By refusing to repatriate women and children of French nationality who are detained in Syrian camps, France violates the Convention against Torture, judges the United Nations committee responsible for ensuring its application.
Even if the French state “is not at the origin of the violations suffered, he still remains under the obligation” to protect these people “against serious human rights violations by taking all necessary and possible measures”, considers the Committee against Torture in a decision consulted on Saturday January 21 by Agence France-Presse. Do not take “effective measures” to protect them and not repatriate them “would constitute a violation (…) of the agreement ».
The decision is not binding, but France is invited to forward the decisions taken to the committee. “to follow up [à ses] observations » within ninety days.
“The United Nations Committee against Torture confirms it: our country chooses to abandon children and their mothers in war zones, fully aware of the suffering they endure and the violence to which they are exposed”reacts in a press release Marie Dosé, lawyer for families of women and children detained in the camps of North-East Syria. “One hundred and fifty children and their mothers face a fifth winter” in these camps controlled by Kurdish forces, she recalls.
Shared responsibility
The committee was seized in 2019 by the families of these women and children considering that France, by not repatriating them, was in violation of Articles 2 and 16 of the Convention against Torture and Other Cruel, Inhuman or Degrading Treatment or Punishment .
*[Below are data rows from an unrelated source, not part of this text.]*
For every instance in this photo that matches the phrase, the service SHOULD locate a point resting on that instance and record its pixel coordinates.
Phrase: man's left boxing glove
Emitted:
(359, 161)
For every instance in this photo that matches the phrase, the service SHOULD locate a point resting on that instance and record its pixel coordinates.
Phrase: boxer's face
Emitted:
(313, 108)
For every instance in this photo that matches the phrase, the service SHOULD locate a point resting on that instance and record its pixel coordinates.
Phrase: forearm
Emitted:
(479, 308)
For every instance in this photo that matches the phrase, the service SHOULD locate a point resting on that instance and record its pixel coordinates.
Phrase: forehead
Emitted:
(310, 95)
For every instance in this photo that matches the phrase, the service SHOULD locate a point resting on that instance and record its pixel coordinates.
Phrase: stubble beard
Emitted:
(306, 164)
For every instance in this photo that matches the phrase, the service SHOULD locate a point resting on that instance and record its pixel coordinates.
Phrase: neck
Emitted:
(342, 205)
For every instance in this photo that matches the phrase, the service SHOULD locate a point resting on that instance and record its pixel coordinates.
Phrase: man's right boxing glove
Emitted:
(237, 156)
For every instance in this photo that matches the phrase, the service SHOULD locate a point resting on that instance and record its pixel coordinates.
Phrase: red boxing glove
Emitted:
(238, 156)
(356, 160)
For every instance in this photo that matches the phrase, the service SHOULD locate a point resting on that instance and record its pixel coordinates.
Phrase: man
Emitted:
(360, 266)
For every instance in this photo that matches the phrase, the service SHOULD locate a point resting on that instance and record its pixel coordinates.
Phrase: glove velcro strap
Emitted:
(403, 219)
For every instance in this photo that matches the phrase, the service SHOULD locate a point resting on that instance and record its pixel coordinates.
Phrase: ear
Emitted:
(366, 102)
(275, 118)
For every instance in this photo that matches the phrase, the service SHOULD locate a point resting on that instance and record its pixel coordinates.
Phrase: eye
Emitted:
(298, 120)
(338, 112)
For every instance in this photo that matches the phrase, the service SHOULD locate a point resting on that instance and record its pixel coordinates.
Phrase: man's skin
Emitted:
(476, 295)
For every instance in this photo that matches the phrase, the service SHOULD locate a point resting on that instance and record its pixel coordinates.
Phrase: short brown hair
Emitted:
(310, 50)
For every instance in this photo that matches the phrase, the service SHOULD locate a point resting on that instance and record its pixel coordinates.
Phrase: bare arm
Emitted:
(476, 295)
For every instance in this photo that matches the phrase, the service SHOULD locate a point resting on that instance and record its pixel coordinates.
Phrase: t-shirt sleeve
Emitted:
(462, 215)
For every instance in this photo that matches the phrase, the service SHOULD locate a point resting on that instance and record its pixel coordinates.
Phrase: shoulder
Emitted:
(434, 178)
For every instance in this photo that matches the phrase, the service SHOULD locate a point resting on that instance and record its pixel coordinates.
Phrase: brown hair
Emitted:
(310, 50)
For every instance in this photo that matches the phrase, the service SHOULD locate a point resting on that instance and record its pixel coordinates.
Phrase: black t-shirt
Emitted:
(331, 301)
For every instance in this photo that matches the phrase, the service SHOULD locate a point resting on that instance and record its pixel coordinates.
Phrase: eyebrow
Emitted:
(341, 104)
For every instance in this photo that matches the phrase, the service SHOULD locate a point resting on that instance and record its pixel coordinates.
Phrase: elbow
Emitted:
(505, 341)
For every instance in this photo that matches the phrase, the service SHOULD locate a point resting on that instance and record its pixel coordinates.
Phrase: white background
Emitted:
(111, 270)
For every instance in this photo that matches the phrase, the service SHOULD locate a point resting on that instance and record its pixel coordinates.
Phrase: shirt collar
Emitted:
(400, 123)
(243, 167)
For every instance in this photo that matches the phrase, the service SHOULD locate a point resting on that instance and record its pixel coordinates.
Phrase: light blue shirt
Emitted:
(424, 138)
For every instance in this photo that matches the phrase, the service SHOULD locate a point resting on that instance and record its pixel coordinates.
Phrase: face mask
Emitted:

The French State, in its observations sent to the UN committee and cited in the decision rendered on Thursday, notably considered that the convention did not require a country to protect its nationals in a territory which is not under its jurisdiction. In addition, France “has no capacity to carry out repatriations” who do not depend “not only (…) of the will of the government”he says, referring to the responsibility of local authorities and mothers.
France has already been condemned in 2022 by the Committee on the Rights of the Child and then by the European Court of Human Rights for the same reason. After years of treatment on a case-by-case basis, France carried out two repatriations of women and minors, in July and last October.